Special Proceedings are actions before the Clerk involving a wide range of topics. The ones that may be ordered to mediation by the Clerk involve the partition of jointly owned land or disputed boundary lines between contiguous properties. Persons who are certified by the Dispute Resolution Commission for other programs are eligible to mediate those cases without further course work.
However, contests before the Clerk involving the administration of estates and hearings to determine adult competency and guardianships are disputes that may be ordered to mediation by the Clerk as well. To be eligible to serve as mediator in those cases, mediators must be certified in one of the other programs and take this additional 10-hour course.
This course is a substantive presentation of subjects that are relevant to the administration of decedents’ estates and the medical, psychological, and legal needs of the elderly.
Mediation, Inc. has offered this course live in the past but now offers it on DVD so that you can watch it at your convenience, but under conditions that satisfy the certification requirements of the Dispute Resolution Commission.
Speakers, such as Andy Little, Ken Babb, Dr.

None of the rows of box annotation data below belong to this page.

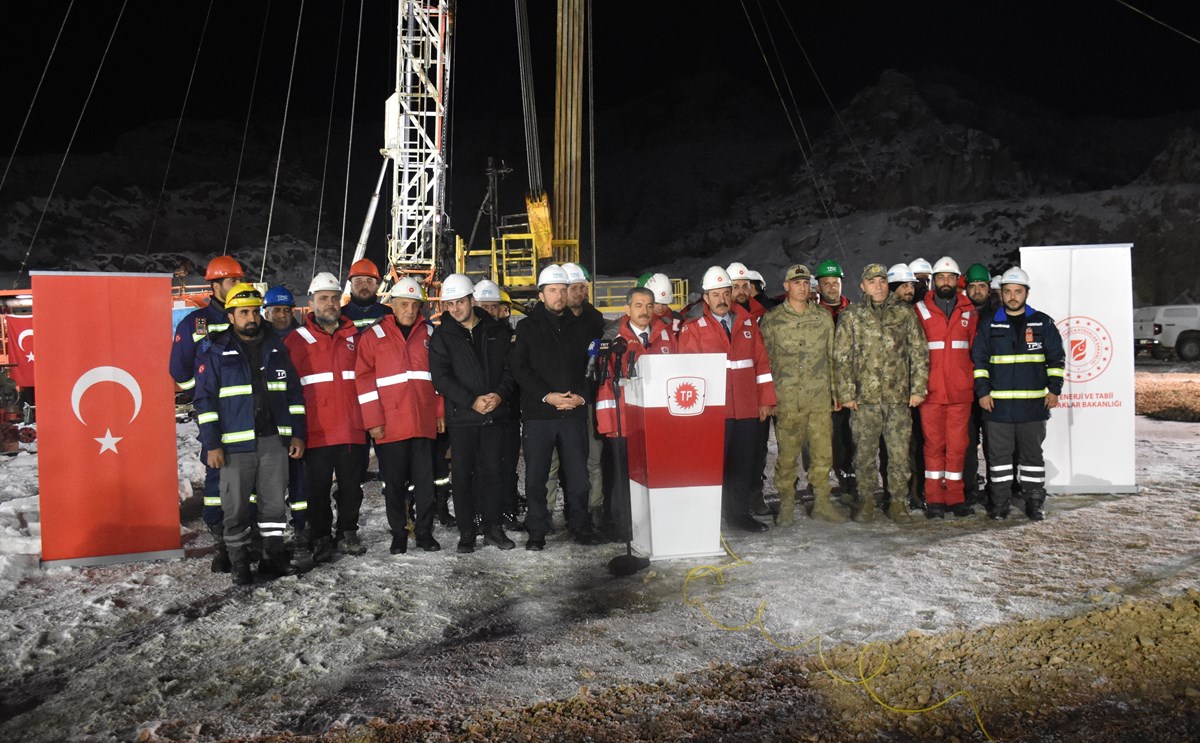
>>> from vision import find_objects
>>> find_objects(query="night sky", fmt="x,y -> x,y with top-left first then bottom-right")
0,0 -> 1200,247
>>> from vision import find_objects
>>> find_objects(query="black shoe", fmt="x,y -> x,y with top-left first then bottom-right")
484,526 -> 517,550
571,528 -> 604,547
730,516 -> 770,533
230,561 -> 254,586
337,532 -> 367,555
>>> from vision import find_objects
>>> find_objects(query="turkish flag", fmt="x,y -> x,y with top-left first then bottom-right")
32,271 -> 180,562
4,314 -> 34,387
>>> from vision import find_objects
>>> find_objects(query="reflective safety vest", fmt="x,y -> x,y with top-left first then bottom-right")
283,314 -> 366,449
170,296 -> 229,390
194,330 -> 308,453
354,314 -> 443,444
971,305 -> 1067,423
913,292 -> 979,405
678,306 -> 775,420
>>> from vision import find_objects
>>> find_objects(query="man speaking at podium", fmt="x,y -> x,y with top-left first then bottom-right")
678,265 -> 775,532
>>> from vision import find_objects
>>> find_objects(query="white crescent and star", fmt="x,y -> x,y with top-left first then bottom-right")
71,366 -> 142,454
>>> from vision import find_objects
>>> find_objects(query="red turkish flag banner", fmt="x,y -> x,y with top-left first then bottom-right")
31,271 -> 181,563
4,314 -> 34,387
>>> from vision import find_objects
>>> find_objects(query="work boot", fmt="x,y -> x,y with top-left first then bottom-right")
433,485 -> 458,529
337,532 -> 367,555
484,526 -> 517,550
850,495 -> 875,523
812,493 -> 850,523
312,535 -> 335,564
258,537 -> 296,579
888,498 -> 912,523
285,529 -> 317,573
209,523 -> 233,573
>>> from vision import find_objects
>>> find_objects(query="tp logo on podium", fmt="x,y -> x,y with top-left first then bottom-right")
667,377 -> 704,415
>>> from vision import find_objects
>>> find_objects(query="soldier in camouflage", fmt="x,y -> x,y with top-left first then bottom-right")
834,263 -> 929,523
760,264 -> 847,526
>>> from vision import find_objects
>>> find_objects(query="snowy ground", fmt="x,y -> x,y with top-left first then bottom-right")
0,391 -> 1200,741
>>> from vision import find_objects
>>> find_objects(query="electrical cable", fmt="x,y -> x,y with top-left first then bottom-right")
258,0 -> 304,281
221,0 -> 271,256
145,0 -> 212,256
12,0 -> 130,289
0,0 -> 74,198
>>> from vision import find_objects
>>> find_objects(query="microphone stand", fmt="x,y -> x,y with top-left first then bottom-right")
608,348 -> 650,576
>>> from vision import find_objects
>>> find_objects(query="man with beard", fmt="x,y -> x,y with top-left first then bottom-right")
916,256 -> 979,519
805,259 -> 858,497
196,283 -> 307,586
430,274 -> 515,553
834,263 -> 929,523
284,272 -> 367,569
679,265 -> 775,532
509,264 -> 600,551
971,268 -> 1067,521
342,258 -> 391,331
962,263 -> 995,504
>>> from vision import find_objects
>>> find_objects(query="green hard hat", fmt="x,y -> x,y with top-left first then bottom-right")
966,263 -> 991,283
816,259 -> 842,278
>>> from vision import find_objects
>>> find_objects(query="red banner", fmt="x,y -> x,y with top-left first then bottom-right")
32,271 -> 180,562
4,314 -> 34,387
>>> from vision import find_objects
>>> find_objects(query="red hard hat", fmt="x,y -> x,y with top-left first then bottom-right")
204,256 -> 246,281
349,258 -> 383,281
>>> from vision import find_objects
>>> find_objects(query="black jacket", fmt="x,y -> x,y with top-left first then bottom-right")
509,302 -> 602,420
430,307 -> 514,426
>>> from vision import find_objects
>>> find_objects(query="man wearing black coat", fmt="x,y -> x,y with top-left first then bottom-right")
509,264 -> 599,550
430,274 -> 515,552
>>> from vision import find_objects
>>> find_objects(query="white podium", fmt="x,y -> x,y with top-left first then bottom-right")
622,353 -> 727,559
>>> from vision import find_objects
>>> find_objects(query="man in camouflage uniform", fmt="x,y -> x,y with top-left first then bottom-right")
760,264 -> 847,526
834,263 -> 929,523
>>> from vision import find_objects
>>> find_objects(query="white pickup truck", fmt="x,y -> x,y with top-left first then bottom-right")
1133,305 -> 1200,361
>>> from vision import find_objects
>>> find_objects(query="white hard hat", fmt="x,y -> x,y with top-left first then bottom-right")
646,274 -> 674,305
888,263 -> 917,283
538,263 -> 571,289
559,263 -> 588,283
725,260 -> 750,281
440,274 -> 475,301
388,276 -> 425,301
308,271 -> 342,294
475,278 -> 500,301
700,264 -> 729,292
1000,265 -> 1030,288
931,256 -> 962,276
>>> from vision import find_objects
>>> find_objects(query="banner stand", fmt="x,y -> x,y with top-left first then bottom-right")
38,550 -> 186,568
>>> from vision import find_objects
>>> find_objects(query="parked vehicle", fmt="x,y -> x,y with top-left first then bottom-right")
1133,305 -> 1200,361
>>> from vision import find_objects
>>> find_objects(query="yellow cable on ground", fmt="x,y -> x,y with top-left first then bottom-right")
683,535 -> 994,741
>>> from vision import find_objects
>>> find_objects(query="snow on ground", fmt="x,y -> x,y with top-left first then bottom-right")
0,418 -> 1200,741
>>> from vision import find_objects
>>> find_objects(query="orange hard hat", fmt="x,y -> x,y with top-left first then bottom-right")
349,258 -> 383,281
204,256 -> 246,281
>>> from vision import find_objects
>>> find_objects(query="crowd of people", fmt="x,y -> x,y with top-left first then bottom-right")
170,256 -> 1064,585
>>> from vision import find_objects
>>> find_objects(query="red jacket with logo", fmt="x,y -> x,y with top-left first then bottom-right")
678,305 -> 775,420
596,316 -> 677,436
283,314 -> 366,449
913,292 -> 979,405
354,316 -> 443,444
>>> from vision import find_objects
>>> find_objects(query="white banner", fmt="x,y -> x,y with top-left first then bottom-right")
1021,242 -> 1138,493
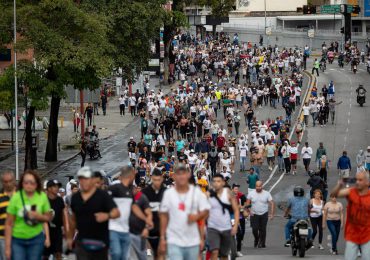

Michele Haber, Frank Longest and Kate Mewhinney present important and informative material that will help you conduct mediations before the Clerk of Court. In addition, a panel discussion at the end of the series, including Frank Laney, James Stanford, Michael Haswell, and Mary Ann Dalton, offers the experience and suggestions of mediators and Clerks to help you fulfill your obligations in the Clerks mediation program.
This course is approved by the Dispute Resolution Commission, and it satisfies a necessary training requirement for certification in the Clerks’ Program. Please note that you must be a DRC-Certified Mediator in order to become certified to mediate matters before the Clerk.